The calls by US economists for China to reform its currency, to accept US quotas on its exports, to retain a highly inferior military defense system while facing US power in the Far East is an attempt to forge a hodgepodge «consensus» between free market manufacturing MNCs and militarist-protectionists. Harmonizing interests between a rising industrial capitalist power like China and a militarist-speculative-commercial power like the US is a difficult chore in the short run and an impossible task in the medium term. China’s booming demand for commodities has helped many Third World countries, while US agricultural subsidies and trade constraints have hurt these countries. US military belligerency in the Middle East has alienated the majority of the Arab and Muslim world, and divided Europe and its own population. Germany and Japan have accumulated massive trade surpluses at the expense of US-based exporters. The US ruling elite’s resort to militarism in all of its brutal, colonial and invasive forms in Iraq and Afghanistan has exacerbated both the external and internal deficits, while demonstrating the strategic military weakness of an empire predominantly dependent on local satraps and military sepoys to sustain it. The US empire emptied of its domestic manufacturing export sector and relying on speculators and commercial importers (compradors) projects a militarist ideology to shore up the empire. These very forces have substantially weakened the competitive position of the US in relation to China’s rising free market technological-industrial power.
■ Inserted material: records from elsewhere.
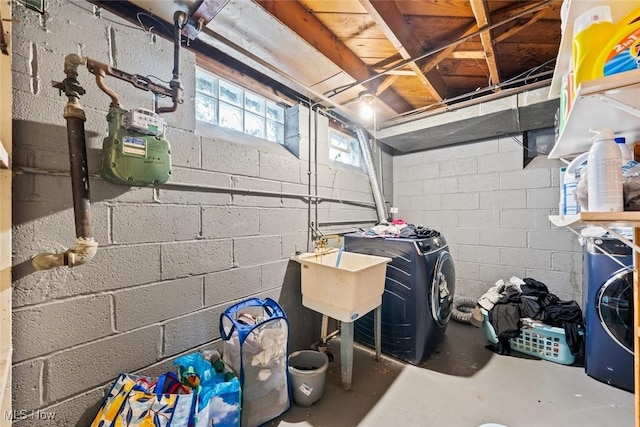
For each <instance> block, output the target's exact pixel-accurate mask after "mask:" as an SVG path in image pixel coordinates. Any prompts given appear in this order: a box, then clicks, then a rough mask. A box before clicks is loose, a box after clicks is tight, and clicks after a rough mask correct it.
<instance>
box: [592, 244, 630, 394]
mask: <svg viewBox="0 0 640 427" xmlns="http://www.w3.org/2000/svg"><path fill="white" fill-rule="evenodd" d="M598 247H600V248H601V249H602V250H604V251H605V252H607V253H608V254H610V255H611V256H612V257H613V258H615V259H616V260H618V262H619V263H618V262H615V261H614V260H612V259H611V258H609V257H608V256H607V255H604V254H603V253H602V252H601V251H600V250H598ZM620 264H623V265H625V266H628V267H623V266H622V265H620ZM583 268H584V271H583V281H584V287H583V294H584V299H583V300H584V310H583V311H584V316H585V331H586V336H585V354H584V367H585V372H586V373H587V375H589V376H591V377H593V378H595V379H597V380H600V381H602V382H605V383H607V384H611V385H613V386H615V387H619V388H621V389H624V390H627V391H631V392H633V390H634V382H633V379H634V374H633V352H634V348H633V329H634V327H633V314H634V309H635V307H634V302H633V250H632V249H631V248H630V247H629V246H627V245H625V244H624V243H622V242H620V241H619V240H617V239H614V238H608V237H596V238H588V239H586V244H585V250H584V259H583Z"/></svg>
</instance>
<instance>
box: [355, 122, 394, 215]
mask: <svg viewBox="0 0 640 427" xmlns="http://www.w3.org/2000/svg"><path fill="white" fill-rule="evenodd" d="M356 136H357V137H358V142H359V143H360V151H362V157H363V159H364V165H365V168H366V170H367V175H369V182H370V183H371V192H372V193H373V201H374V202H375V204H376V212H377V213H378V222H382V221H387V218H388V217H389V216H388V214H387V207H386V205H385V203H384V198H383V197H382V190H381V189H380V184H379V183H378V177H377V176H376V170H375V168H374V164H373V155H372V154H371V147H370V146H369V143H368V142H367V138H366V136H365V134H364V131H363V130H362V129H360V128H356Z"/></svg>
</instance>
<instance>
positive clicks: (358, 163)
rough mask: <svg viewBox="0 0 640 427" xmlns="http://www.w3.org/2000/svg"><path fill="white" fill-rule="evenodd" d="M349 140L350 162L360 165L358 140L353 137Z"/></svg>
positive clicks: (359, 158) (355, 164) (350, 162)
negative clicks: (355, 139)
mask: <svg viewBox="0 0 640 427" xmlns="http://www.w3.org/2000/svg"><path fill="white" fill-rule="evenodd" d="M349 142H350V149H349V164H351V165H353V166H358V167H360V146H359V145H358V141H356V140H355V139H352V140H351V141H349Z"/></svg>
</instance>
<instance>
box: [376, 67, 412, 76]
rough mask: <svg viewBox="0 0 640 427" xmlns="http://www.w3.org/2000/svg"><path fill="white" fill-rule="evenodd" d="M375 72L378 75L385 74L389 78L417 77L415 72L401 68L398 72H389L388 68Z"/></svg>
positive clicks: (384, 68) (378, 70)
mask: <svg viewBox="0 0 640 427" xmlns="http://www.w3.org/2000/svg"><path fill="white" fill-rule="evenodd" d="M373 71H375V72H376V73H378V74H379V73H385V75H387V76H415V75H416V72H415V71H413V70H404V69H402V68H399V69H397V70H391V71H387V69H386V68H374V69H373Z"/></svg>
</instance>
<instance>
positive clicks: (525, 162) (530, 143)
mask: <svg viewBox="0 0 640 427" xmlns="http://www.w3.org/2000/svg"><path fill="white" fill-rule="evenodd" d="M522 139H523V142H522V144H521V145H522V146H523V147H524V150H523V151H524V166H527V165H528V164H529V163H530V162H531V161H532V160H533V159H534V158H536V157H538V156H547V155H548V154H549V152H551V149H552V148H553V145H554V144H555V143H556V132H555V129H554V128H543V129H533V130H528V131H525V132H524V134H523V138H522ZM516 142H518V141H517V139H516ZM518 143H519V142H518Z"/></svg>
The Chinese leaders cannot capitulate to US demands without destabilizing their own rule and the economic model they preside over. Strong capital inflows in 2005 from US, European and Asian speculators are betting on a re-valuation of the renminbi (China’s currency), creating conditions for a financial crisis if the Chinese regime recklessly moves toward an unregulated monetary policy. Secondly the ruling class free-marketeers in command of Chinese policy have gutted the public welfare system in favor of privatization, forcing Chinese workers, employees and shop owners to save to pay for education, housing, health care and retirement and thus have less income for domestic consumption. Chinese savings to pay for basic services limits domestic consumption and forces the Chinese regime to realize profits via exports. Accepting US dictates on reducing exports will destabilize the entire free market model. The elite basis of Chinese rule, in which 5% of the population controls over 50% of all private assets, faces escalating opposition from unemployed workers, exploited peasants and displaced urban and rural dwellers. Between 2001 and 2004 mass protests grew from 4,000 to over 70,000. China needs to create 15 million jobs a year, which requires the GDP to grow at least 8%. The Chinese ruling class believes economic growth will stabilize their rule. Since the growing social inequalities are embedded in the concentration of political-economic power at the top, they can only be changed by socialist movements from below. The rulers’ program is to «increase the pie» hoping the trickle down effect will increase consumption and stabilize their rule and privileges. US pressure on China’s rulers to increase domestic consumption and decrease exports threaten to undermine domestic class relations and undermine the growth and profit rates. The free-market, export-oriented Chinese ruling class, like its US imperial counterpart, is hardly volunteering to sacrifice its class power and privileges to accommodate its economic competitors.